Sonnet was always second or third. Never first, never below third. If you need predictability, Sonnet is the safe bet.

The nagging feeling

After Round 1, something bothered me. The V1 version of this benchmark (before I fixed the methodology) had ranked MiniMax 2nd and MiMo 3rd. In V2, with the “fair” generic prompt, they were dead last and second to last.

What changed? I assumed V2 was just more accurate. V1 had flaws: single runs instead of triples, the simulator generated its own opening messages (3 out of 5 models ended up building different projects), and the simulator was too articulate.

But the models didn’t change. The prompts did.

In V1, each model got its own tuned prompt. MiniMax got a structured XML prompt with explicit help sequences, per-kid-type handling sections, and scenario examples. MiMo got a concise prompt with direct instructions, 6 good/bad example pairs, and short behavioral rules. These were carefully designed to play to each model’s strengths.

In V2, I gave every model the same generic “coding partner” prompt to be fair. Same words, same instructions, same examples.

Fair to the models. But fair to the user who is actually trying to pick the best tool?

The ablation: 24 conversations to find the truth

I ran an ablation study. Two models (MiMo and MiniMax), 4 conditions, 3 runs each, 24 conversations total. Each condition isolated one variable:

A. V1 prompt + V1 flow — Model-specific tuned prompt, simulator generates opening, no language constraint. Closest to V1 conditions.

B. V1 prompt + V2 flow — Same tuned prompt but with fixed opening message and language/project constraints. Tests whether V2’s flow changes help or hurt.

C. V2 prompt + V1 flow — Generic prompt but with V1’s free-form opening and no language constraint. Tests whether the generic prompt alone causes the drop.

D. V2 prompt + V2 flow — Current V2 setup. The “fair” baseline we already had.

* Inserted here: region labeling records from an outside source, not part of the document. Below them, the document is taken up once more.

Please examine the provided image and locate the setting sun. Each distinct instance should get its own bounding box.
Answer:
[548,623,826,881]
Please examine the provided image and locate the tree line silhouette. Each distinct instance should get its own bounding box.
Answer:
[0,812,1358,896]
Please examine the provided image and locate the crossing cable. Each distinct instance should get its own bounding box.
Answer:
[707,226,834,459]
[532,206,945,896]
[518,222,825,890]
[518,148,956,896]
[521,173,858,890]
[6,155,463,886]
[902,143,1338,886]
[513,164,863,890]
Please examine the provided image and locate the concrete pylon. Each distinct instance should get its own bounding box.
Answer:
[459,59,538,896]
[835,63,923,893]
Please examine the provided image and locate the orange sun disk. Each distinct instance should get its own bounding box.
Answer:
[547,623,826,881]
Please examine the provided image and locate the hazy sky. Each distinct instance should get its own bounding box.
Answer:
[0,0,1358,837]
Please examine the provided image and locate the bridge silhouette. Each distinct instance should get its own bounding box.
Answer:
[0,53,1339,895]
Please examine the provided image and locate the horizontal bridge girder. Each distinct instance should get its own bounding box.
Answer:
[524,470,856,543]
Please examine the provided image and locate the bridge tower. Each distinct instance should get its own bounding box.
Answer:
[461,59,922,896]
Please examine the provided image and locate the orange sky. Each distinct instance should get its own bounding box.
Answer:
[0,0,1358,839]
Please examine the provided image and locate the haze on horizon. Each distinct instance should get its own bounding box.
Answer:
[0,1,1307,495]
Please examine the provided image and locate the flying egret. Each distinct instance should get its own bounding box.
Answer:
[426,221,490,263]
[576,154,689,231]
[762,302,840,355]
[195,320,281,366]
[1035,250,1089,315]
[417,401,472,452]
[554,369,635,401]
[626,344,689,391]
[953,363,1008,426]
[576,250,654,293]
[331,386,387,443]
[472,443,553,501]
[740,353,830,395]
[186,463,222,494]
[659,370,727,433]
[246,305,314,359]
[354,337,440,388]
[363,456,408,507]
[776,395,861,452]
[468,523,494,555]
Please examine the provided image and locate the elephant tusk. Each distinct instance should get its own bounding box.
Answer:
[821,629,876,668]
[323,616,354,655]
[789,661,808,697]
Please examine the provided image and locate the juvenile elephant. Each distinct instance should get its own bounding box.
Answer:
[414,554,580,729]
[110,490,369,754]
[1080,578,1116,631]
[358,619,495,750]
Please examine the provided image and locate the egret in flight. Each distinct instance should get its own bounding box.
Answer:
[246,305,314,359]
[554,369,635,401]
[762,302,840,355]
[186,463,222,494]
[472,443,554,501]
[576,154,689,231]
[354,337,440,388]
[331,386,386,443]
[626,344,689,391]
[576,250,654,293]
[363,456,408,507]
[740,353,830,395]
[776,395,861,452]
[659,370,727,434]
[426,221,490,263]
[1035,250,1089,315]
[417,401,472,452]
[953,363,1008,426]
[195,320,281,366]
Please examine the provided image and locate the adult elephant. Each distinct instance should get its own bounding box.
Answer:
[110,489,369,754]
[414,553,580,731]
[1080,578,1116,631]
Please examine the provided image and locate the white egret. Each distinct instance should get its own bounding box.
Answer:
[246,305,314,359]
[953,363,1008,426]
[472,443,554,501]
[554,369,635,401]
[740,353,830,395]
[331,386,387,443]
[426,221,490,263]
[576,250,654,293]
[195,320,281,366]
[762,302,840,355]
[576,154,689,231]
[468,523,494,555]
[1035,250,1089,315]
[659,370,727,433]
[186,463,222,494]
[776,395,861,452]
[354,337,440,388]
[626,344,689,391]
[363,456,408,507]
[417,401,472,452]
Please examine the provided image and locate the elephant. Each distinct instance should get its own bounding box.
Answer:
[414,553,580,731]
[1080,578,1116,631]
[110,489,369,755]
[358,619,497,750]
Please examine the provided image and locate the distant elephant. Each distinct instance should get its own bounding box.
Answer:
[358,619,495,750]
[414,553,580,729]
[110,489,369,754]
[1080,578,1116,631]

If the V2 flow changes (fixed openings, language constraints) caused the score drop, conditions A and C should be similar, and B and D should be similar. If the prompt caused the drop, A and B should be similar, and C and D should be similar.

MiMo V2 Pro

ConditionPromptFlowScoreDelta from A
AV1 tunedV179% +/- 2%baseline
BV1 tunedV282% +/- 7%+3%
CV2 genericV147% +/- 2%-32%
DV2 genericV268% +/- 14%-11%

MiniMax M2.7

ConditionPromptFlowScoreDelta from A
AV1 tunedV185% +/- 2%baseline
BV1 tunedV283% +/- 5%-2%
CV2 genericV162% +/- 8%-23%
DV2 genericV262% +/- 4%-23%

The pattern is unmistakable. A and B are nearly identical. C and D are nearly identical. The prompt is everything.

Switching from V1 flow to V2 flow (conditions A to B and C to D) changed scores by 2-11 points. Switching from the tuned prompt to the generic one (conditions A to C and B to D) changed scores by 23-32 points. The V2 flow improvements were real but small. The prompt change was enormous.

MiMo dropped 32 points when you took away its tuned prompt. 32 points. That is the difference between “excellent tutor” and “actively harmful.” And MiMo’s tuned prompt isn’t even long or complicated. It is 101 lines of concise instructions with 6 concrete example pairs.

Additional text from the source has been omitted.